All of which suggests that it would probably suffice to subject any would-be copycat drug to the same set of tests that biotech manufacturers themselves must meet for a new production facility. If it passes, it’s approved. If not, then it’s time to consider clinical trials. In fact, this is pretty much the “case-by-case” strategy adopted by the House and Senate biogenerics bills — ones that I’m pretty sure the Biotechnology Industry Organization opposed. In any event, it doesn’t seem too much to ask that journalists covering these debates realize that the case against biogenerics is a lot weaker than the industry would like us to think.

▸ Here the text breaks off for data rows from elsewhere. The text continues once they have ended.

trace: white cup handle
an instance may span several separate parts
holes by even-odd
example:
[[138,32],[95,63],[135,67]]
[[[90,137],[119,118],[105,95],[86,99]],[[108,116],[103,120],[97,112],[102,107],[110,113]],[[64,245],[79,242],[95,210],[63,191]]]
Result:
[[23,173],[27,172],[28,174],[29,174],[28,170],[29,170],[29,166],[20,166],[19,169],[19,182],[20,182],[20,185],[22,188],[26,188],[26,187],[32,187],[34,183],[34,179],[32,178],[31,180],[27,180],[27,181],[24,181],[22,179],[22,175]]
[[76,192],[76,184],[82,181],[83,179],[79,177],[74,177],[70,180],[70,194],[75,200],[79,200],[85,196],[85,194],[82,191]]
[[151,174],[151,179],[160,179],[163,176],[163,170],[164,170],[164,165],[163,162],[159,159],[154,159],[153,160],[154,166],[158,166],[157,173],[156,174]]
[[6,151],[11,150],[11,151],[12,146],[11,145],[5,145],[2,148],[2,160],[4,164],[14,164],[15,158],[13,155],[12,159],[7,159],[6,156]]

UPDATE: This NPR story (via the LAT) makes some of the same mistakes. It’s not the complexity, folks — it’s whether there are reliable tests for ensuring that batches of these complex molecules are equivalent to one another short of clinical trials, which there most certainly are.
UPDATE REDUX: The In Vivo blog weighs in with a related story about the slow start to sales of Omnitrope, a generic human-growth hormone (which they refer to as a “biosimilar,” a word preferred by the biotech industry).
UPDATE, TAKE THREE: I revised the headline and first paragraph to better reflect the post’s main point. I also wanted to belatedly credit David Williams of the Health Business Blog for sparking this train of thought in the first place with this post. (I’d written about his thoughts on the subject earlier, but now that I’m thinking about it, there was no good reason not to mention it again.)